Microsoft Dynamics 365 can be illogical but you get used it, making mistakes and learning is the cost of experience.
Experience is gained by creating customisations and them not working (often in many different flavours of not working) before getting them to work. Understanding how functionality doesn’t work, helps you understand how it works.
When a Dynamics 365 developer starts developing a plugin, he will learn the all the steps you need to take and the hoops you need to jump through
I went through some of the common problems in this blog but here is a quick recap
- setup up Dynamics Developer toolkit
- User has to be CRM Admin
- Isolation mode? if none user has to be a deployment administrator
- plugin needs to be signed
These are simple steps to create and register a plugin, that’s without even thinking about the code and if it works, testing, debugging etc.
There are lots of great tools in the XRM toolbox which everyone uses to make development easier.

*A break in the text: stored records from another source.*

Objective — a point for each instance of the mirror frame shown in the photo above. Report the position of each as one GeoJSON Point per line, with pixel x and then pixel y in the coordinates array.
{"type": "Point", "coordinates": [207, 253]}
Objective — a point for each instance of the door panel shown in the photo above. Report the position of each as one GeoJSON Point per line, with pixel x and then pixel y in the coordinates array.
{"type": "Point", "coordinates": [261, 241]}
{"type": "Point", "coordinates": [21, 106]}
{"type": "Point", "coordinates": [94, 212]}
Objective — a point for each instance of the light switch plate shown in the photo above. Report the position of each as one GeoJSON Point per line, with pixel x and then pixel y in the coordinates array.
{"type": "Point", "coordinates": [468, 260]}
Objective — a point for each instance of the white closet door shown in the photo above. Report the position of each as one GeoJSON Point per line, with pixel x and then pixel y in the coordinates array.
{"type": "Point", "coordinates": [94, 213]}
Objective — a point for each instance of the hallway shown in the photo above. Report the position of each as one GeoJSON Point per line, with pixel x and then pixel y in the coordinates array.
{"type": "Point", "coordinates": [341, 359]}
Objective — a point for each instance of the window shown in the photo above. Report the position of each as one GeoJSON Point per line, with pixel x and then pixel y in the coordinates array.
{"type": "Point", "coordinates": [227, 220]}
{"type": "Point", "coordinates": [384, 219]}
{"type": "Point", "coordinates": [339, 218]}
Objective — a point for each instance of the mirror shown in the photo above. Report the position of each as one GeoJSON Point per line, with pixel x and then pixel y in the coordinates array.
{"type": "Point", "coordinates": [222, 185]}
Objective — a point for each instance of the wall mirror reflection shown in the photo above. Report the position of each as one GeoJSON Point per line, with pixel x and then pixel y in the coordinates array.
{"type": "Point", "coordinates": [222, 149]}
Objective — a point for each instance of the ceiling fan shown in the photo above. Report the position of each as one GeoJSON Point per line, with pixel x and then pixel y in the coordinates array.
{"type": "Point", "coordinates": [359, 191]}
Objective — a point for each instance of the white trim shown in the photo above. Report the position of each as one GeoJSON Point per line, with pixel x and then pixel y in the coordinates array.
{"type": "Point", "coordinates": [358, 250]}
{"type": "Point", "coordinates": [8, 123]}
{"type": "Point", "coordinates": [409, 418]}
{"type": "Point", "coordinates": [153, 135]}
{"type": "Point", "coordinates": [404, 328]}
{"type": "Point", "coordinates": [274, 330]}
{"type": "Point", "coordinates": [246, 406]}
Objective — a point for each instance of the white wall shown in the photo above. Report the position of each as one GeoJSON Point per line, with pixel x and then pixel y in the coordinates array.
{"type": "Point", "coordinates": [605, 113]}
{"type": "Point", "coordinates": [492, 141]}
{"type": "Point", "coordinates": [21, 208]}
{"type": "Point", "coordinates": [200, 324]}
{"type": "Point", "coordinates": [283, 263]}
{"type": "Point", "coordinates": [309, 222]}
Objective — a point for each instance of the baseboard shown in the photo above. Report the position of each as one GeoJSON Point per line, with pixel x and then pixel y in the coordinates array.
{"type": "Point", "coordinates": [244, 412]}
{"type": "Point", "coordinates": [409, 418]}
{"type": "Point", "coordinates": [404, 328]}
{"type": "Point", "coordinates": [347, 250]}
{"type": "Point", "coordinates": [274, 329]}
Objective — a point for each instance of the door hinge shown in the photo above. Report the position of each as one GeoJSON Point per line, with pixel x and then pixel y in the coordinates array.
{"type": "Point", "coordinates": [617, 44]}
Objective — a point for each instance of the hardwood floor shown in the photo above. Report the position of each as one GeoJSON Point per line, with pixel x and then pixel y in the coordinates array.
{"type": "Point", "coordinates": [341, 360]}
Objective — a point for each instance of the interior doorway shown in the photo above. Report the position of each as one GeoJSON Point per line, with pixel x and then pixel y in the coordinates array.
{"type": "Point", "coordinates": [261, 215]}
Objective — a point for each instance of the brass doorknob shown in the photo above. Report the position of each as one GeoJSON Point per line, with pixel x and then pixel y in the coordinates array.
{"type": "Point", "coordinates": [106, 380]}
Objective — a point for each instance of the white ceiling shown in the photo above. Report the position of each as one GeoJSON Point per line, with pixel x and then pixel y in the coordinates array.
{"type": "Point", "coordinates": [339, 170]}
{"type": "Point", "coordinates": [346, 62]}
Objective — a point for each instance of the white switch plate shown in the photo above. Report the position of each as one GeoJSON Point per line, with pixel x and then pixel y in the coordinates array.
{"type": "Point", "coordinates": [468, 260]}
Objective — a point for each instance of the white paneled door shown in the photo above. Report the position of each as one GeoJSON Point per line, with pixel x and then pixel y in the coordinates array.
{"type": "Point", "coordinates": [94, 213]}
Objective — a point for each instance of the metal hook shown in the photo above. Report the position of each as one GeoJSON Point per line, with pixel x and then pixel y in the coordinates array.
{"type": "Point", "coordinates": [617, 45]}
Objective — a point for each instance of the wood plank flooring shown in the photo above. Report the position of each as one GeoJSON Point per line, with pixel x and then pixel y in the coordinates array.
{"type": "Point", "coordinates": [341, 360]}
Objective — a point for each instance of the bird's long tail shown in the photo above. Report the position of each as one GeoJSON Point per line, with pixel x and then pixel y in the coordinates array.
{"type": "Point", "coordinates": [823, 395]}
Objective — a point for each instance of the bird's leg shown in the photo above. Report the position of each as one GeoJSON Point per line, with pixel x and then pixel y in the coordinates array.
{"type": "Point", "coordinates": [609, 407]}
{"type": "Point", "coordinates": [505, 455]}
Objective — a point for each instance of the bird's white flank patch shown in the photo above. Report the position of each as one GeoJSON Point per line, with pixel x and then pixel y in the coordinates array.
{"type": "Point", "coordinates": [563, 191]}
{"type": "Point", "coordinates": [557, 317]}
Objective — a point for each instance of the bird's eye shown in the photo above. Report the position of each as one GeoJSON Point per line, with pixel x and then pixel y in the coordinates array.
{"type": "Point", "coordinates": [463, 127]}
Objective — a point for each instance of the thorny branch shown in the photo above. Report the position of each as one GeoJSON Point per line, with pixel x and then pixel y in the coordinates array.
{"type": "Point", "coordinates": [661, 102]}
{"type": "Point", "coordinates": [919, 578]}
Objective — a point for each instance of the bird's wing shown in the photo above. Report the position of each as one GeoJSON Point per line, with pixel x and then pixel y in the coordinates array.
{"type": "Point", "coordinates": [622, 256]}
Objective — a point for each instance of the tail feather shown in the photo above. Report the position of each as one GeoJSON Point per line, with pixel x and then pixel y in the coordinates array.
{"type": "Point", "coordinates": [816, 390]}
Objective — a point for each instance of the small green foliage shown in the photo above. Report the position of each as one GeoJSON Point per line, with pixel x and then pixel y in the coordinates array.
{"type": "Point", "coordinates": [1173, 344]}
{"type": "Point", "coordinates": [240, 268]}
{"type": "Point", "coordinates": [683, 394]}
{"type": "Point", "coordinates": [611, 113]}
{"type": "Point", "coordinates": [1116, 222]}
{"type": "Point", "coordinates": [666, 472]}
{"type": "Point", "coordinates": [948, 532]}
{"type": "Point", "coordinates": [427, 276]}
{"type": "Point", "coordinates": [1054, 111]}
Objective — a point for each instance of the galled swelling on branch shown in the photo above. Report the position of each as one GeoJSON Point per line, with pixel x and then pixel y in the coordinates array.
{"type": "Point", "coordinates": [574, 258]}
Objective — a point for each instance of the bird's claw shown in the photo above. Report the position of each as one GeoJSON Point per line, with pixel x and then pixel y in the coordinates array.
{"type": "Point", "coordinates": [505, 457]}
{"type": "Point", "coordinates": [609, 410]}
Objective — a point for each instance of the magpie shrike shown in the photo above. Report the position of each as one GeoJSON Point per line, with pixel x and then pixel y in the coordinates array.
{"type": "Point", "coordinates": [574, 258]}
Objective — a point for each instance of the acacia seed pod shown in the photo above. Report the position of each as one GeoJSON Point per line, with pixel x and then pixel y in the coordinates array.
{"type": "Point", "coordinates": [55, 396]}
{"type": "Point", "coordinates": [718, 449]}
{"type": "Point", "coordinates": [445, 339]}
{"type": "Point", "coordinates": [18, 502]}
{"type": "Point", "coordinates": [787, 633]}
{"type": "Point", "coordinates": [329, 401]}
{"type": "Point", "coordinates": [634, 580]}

The XRM toolbox is the ultimate tool.
- Ribbon workbench
- Web Resource Manager
- Fetch XML Builder
- SQL 4 CDS — Dynamics 365 tool you should use — SQL 4 CDS
WHY .NET/C# struggle developing
Companies will use C# resources on Dataverse/Dynamics projects which they think they will use to do some Dynamics 365 customization.
This theory seems sound, the actual C# code in a plugin is small and simple but for a C# Developer with no Dynamics 365 experience it’s confusing with illogical rules.